# FasterRCNN's RPN network training

I would like to know if my understanding of RPN training is correct, and if never training the RPN on some specific anchor box is bad (i.e if the anchor never sees good nor bad examples).

To make my point clear, assume we have two functions. $$f_{\theta_1}$$ which represents the backbone that outputs a feature map of size $$n$$ (assume flattened) for an image of size $$m$$ (WLOG assume the image is flattened) $$f_{\theta_1}: \mathbb{R}^m \to \mathbb{R}^n$$ and $$f_{\theta_2}$$ that represents the 'objectness' of each anchor box. We can suppose that $$f_{\theta_2}$$ and $$f_{\theta_1}$$ are convolutional neural networks, where $$\theta_1, \theta_2$$ are the networks' parameters. For simplicity, assume the RPN does not output bounding boxes correction, and only outputs the probabilities that an anchor box is an object or not. $$f_{\theta_1}: \mathbb{R}^n \to \mathbb{R}^{k \cdot n}$$ We can assume $$k=1$$, which is the number of boxes per anchor.

If my understanding is correct, we select $$p$$ good proposals $$G_p$$, and $$p$$ bad proposals $$B_p$$ for training the RPN, which are indices of good and bad predictions. In other terms, if $$x$$ is an image (assume flattened), then $$f_{\theta_2}(f_{\theta_1}(x)) = y$$, next we only back-propagate the loss for coordinates $$B_p$$ in $$y$$ and $$G_p$$ in y. For instance, if $$p=1$$, and $$G_p = \{i\}$$ and $$B_p = \{j\}$$ and $$1\leq i \neq j \leq n$$ then we only compute the loss of the RPN for coordinates $$i$$ and $$j$$ in $$y$$. My questions are:

1- Is my understanding correct? and if not, how do we perform training?
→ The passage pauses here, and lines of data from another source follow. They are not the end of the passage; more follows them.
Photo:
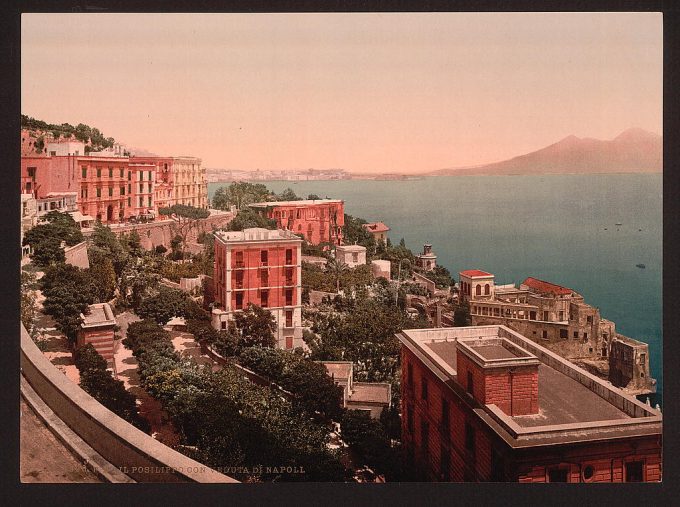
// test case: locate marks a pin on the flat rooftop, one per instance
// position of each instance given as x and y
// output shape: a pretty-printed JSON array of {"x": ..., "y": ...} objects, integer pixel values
[
  {"x": 570, "y": 399},
  {"x": 256, "y": 234},
  {"x": 304, "y": 202}
]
2- Assuming my understanding is right or partially right about the last step, What happens if we never train component $$y_0$$ from the RPN's output for example? (i.e we never back propagate the loss through some components for $$y$$) woudn't this be a problem (i.e hurt performance or network training does not go well at all in some cases?)